I have posted about my approach to this problem many, many times in many different forums, but I'll just recapitulate the basic structure of the approach I use. There is no way to do it in one step, though.
update the existing records from the external data source.
insert records that don't already exist.
This assumes a common primary key that can be used to link the existing table with the external data source.
Task #2 is pretty trivial, just an outer join for the records that don't already exist.
One can use brute force for #1, writing an UPDATE statement with a SET for each field other than the primary key, but I consider that to be messy and unnecessary. Also, since I have a lot of replicated applications, I can't do that, as it would result in false conflicts (when a field is updated to the same value as it started with).
So, for that purpose, I use DAO and write an on-the-fly SQL statement to update COLUMN-BY-COLUMN. The basic structure is something like this:
Dim db As DAO.Database
Dim rs As DAO.Recordset
Dim fld As DAO.Field
Dim strField As String
Dim strSet As String
Dim strWhere As String
Dim strSQL As String
Set db = CurrentDB
Set rs = db.OpenRecordset("DestinationTable")
For Each fld in rs.Fields
strField = fld.Name
If strField <> "PKField" Then
strSet = "DestinationTable." & strField & " = ExternalTable." & strField
strWhere = "Nz(DestinationTable." & strField & ",'') = Nz(ExternalTable." & strField & ", '')"
strSQL = "UPDATE DestinationTable "
strSQL = strSQL & " SET " & strSet
strSQL = strSQL & " WHERE " & strWhere
db.Execute strSQL, dbFailOnError
Debug.Print strField & ": " & db.RecordsAffected
End If
Next fld
Now, the complicated part is handling numeric vs. date vs. string fields, so you have to have some logic to write the WHERE clauses to use proper quotes and other delimiters according to the field type. Rather than test the field type, I generally just use a CASE SELECT like this, making string fields the default:
Dim strValueIfNull As String
Select Case strField
Case "DateField1", "DateField2", "NumericField2", "NumericField2", "NumericField3"
strValueIfNull = "0"
Case Else
strValueIfNull = "''"
strWhere = "Nz(DestinationTable." & strField & ", '') = Nz(ExternalTable." & strField & ", '')"
End Select
strWhere = "Nz(DestinationTable." & strField & ", " & strValueIfNull & ") = Nz(ExternalTable." & strField & ", " & strValueIfNull & ")"

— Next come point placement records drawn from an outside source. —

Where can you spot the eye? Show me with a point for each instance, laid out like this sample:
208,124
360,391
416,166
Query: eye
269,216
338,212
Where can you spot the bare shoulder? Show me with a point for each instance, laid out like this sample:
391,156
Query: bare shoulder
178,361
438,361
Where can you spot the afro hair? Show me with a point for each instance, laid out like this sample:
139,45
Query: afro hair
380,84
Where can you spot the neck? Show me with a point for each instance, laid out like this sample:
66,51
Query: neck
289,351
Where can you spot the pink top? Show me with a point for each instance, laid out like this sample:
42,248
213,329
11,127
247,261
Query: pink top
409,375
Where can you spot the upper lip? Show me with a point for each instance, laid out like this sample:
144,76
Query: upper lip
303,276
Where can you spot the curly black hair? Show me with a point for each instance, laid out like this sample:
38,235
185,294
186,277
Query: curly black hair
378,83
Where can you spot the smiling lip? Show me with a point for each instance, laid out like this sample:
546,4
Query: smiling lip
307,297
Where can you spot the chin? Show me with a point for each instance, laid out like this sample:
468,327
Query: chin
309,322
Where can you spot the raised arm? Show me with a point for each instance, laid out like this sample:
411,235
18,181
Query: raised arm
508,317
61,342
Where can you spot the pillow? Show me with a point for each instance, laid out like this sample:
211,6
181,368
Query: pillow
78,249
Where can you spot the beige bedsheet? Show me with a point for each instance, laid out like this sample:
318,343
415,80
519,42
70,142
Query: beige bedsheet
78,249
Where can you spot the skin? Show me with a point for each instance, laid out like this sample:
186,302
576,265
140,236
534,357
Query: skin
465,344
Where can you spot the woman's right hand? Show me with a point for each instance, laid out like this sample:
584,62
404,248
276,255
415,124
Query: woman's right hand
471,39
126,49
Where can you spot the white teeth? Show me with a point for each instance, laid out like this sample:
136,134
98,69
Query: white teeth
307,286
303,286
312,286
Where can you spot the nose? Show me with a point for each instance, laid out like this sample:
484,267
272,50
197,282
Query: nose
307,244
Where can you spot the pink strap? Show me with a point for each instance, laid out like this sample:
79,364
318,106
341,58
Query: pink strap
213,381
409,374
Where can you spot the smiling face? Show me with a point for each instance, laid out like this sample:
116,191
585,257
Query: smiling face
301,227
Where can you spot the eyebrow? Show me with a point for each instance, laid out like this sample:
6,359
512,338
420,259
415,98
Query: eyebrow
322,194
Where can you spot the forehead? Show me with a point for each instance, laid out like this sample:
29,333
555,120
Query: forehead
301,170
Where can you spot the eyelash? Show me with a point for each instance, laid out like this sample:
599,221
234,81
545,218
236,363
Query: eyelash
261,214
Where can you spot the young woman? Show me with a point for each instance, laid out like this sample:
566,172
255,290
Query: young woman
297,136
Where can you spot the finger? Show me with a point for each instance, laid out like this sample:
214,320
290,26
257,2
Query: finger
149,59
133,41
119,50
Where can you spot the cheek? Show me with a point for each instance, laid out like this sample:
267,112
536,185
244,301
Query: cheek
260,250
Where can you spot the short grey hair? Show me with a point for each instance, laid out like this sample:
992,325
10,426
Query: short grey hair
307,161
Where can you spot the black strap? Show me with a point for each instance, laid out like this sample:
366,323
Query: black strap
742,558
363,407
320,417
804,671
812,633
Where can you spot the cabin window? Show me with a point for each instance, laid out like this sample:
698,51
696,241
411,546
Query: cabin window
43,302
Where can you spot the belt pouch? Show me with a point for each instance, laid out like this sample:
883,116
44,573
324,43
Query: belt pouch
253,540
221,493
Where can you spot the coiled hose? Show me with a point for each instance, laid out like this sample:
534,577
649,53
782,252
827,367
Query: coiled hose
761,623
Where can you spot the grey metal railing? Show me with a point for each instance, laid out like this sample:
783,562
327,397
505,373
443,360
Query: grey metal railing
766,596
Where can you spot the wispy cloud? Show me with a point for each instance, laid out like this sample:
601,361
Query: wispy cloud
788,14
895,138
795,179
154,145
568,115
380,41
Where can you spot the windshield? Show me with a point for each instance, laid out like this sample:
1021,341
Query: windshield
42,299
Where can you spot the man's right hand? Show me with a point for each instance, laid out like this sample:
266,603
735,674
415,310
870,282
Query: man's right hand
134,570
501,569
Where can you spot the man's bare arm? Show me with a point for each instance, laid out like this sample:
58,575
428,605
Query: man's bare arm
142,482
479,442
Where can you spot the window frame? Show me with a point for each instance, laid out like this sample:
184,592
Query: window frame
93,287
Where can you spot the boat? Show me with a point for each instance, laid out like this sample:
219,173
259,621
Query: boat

I could have the details there wrong, but you get the idea, I think.
This means you'll run only as many SQL updates as there are updatable fields, and that you'll only update records that need updating. If you're also stamping your records with a "last updated" date, you'd do that in the UPDATE SQL and you'd only want to do that on the records that really had different values.